普通に考えたらこれって凄いことだと思います。
みんはレベルは違えど猛勉強してもどっこもかからなくて泣く泣く浪人する受験生なんて数えきれないほどいるのに、私の姉は本当にちょこっと勉強しただけで合格してしまったのです。
でもやっぱり姉のクラスメイトには医学部に合格した生徒がたくさんいてほとんどが国立で、姉が合格した所はやっぱり社会的にも下位レベル。
進学校に通って、そこ?
姉が合格したところは、ほとんどがそう思うような大学だったのです。
もちろん姉自身もさほど嬉しくなさそう。
こんなところ誰でも受かるよ。
と言いたげな表情で合格したことを家族に報告しました。
でもこれはやっぱり周りのレベルが高すぎるからそのレベルより低いところならそう思うのは当然。
姉は母に合格を報告しました。
母も喜びはしません。
受かって当然だと思ったらしいです。
もちろん私も同じことを思いました。
そして母は合格したそこに進学させるべきかどうか、思い悩みました。
母は父に相談しました。
姉は合格のことは父には言っていませんでした。父はほとんど家を空けるので姉も言う機会がなかったんだと思います。

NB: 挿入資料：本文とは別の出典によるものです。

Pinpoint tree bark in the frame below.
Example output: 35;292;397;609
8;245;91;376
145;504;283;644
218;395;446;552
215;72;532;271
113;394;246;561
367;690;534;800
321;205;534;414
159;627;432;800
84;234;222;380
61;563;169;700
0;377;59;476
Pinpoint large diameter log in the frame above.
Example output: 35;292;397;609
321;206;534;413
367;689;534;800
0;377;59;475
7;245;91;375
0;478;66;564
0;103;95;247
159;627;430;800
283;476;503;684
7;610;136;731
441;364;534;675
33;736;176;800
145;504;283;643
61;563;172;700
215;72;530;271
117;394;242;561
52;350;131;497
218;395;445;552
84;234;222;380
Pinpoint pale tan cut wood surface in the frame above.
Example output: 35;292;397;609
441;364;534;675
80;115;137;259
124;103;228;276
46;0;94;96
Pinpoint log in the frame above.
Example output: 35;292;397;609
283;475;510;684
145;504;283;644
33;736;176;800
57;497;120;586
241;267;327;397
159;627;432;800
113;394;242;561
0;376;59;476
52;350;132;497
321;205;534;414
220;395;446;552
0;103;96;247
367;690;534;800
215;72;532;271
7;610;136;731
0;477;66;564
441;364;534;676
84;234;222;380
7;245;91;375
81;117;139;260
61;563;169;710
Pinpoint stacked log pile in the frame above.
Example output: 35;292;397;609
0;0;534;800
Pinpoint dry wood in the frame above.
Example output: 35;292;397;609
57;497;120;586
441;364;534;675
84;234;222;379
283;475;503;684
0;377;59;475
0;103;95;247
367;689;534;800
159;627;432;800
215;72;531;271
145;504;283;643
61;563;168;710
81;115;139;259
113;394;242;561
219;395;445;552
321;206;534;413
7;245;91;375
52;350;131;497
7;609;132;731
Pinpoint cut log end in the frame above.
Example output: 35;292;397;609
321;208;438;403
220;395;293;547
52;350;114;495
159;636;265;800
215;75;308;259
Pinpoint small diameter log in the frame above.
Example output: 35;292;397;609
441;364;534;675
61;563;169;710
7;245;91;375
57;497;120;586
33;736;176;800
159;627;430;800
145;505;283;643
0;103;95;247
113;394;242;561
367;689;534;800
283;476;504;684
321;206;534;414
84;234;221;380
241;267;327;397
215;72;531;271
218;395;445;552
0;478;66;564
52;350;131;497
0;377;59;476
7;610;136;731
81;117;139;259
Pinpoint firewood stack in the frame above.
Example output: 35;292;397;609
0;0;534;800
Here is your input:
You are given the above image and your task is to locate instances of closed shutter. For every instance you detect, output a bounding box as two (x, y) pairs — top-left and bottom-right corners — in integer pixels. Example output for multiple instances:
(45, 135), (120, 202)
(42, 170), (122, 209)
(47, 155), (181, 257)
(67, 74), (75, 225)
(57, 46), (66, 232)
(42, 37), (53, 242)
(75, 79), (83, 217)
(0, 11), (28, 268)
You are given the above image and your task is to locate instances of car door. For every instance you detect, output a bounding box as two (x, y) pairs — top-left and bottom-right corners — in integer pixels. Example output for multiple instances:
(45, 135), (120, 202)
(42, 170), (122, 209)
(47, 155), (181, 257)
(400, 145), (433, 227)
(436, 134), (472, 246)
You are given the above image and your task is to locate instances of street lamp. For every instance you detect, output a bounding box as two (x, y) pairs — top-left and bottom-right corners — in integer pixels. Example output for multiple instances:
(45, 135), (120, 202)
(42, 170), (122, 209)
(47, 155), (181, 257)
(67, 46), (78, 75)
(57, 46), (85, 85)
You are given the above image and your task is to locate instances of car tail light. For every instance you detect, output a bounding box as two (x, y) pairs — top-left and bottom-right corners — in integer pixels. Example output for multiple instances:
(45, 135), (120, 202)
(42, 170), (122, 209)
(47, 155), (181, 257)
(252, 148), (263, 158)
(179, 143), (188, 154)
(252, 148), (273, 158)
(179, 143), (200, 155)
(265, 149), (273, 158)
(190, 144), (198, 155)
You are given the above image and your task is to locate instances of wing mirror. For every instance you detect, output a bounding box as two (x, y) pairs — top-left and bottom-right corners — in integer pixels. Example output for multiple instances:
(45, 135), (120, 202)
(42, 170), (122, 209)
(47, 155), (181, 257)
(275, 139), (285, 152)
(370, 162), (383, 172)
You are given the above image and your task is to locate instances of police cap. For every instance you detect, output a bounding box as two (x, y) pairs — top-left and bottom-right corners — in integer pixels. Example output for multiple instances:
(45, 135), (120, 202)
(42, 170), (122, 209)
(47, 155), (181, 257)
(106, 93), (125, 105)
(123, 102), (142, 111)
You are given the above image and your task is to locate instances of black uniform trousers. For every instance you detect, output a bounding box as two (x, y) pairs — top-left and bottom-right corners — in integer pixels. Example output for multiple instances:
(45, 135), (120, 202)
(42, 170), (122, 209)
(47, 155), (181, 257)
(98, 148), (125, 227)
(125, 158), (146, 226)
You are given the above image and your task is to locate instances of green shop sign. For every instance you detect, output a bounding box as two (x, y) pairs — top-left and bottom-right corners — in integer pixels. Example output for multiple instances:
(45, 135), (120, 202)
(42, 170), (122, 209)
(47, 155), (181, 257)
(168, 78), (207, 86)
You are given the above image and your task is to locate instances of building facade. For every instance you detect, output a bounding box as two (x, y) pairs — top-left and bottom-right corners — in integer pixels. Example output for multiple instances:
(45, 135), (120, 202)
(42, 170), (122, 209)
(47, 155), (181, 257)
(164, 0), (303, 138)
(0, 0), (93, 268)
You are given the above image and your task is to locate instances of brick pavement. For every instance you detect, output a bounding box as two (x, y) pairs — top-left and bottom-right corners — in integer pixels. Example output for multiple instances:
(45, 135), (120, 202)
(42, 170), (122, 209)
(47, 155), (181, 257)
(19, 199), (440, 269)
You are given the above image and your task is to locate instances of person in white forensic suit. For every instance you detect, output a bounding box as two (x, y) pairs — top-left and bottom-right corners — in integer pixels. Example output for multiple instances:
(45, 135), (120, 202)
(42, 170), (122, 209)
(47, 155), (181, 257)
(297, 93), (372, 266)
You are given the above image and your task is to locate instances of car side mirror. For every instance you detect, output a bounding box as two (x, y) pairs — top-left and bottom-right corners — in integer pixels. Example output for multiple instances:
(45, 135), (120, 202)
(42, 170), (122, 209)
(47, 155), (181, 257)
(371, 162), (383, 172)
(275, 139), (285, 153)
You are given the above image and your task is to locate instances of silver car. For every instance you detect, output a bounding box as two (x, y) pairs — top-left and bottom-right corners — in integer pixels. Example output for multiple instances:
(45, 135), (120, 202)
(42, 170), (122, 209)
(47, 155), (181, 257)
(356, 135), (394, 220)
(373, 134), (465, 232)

母が合格のことを言うと、父は眠たそうな顔をしてその話をスルーしました。
たぶんお金のことがネックになってあまりその話には突っ込みたくなかったんだと思います。
実際に父は退職していてその退職金全額を家のローンやら何やらにつぎ込んでしまっていたのです。父もそれはまだ家族には内緒にしていた時期でした。
退職金をつぎ込んでしまいまとまったお金が手元にないその時、父は耳を塞ぎたくなるほど嫌な話題だったと後日談。
母は父に相談するもスルーされ、家族で一番しっかりしている長女の姉に相談しました。
「高校三年間苦しくて辛い思いをしながら通っていたのにさらに浪人させるのは酷なんじゃないか」
「でもやっぱりレベルも低いようだし本人も乗り気じゃないようだからね」
当の本人である姉自身
通いたい気持ちと通いたくない気持ちが交錯していました。
長女と母と本人である姉は話し合いをもちました。その時はまだ姉の大学に行くかどうかの気持ちがまとまらないということで、長女の姉は
「この紙に明日までに自分のやりたいこと書いてね、そうしてまた話し合おう」
と姉に助言し、その場でこの話は終わりました。
しかし翌日になっても姉は紙に書こうとせず、時間だけが流れていきました。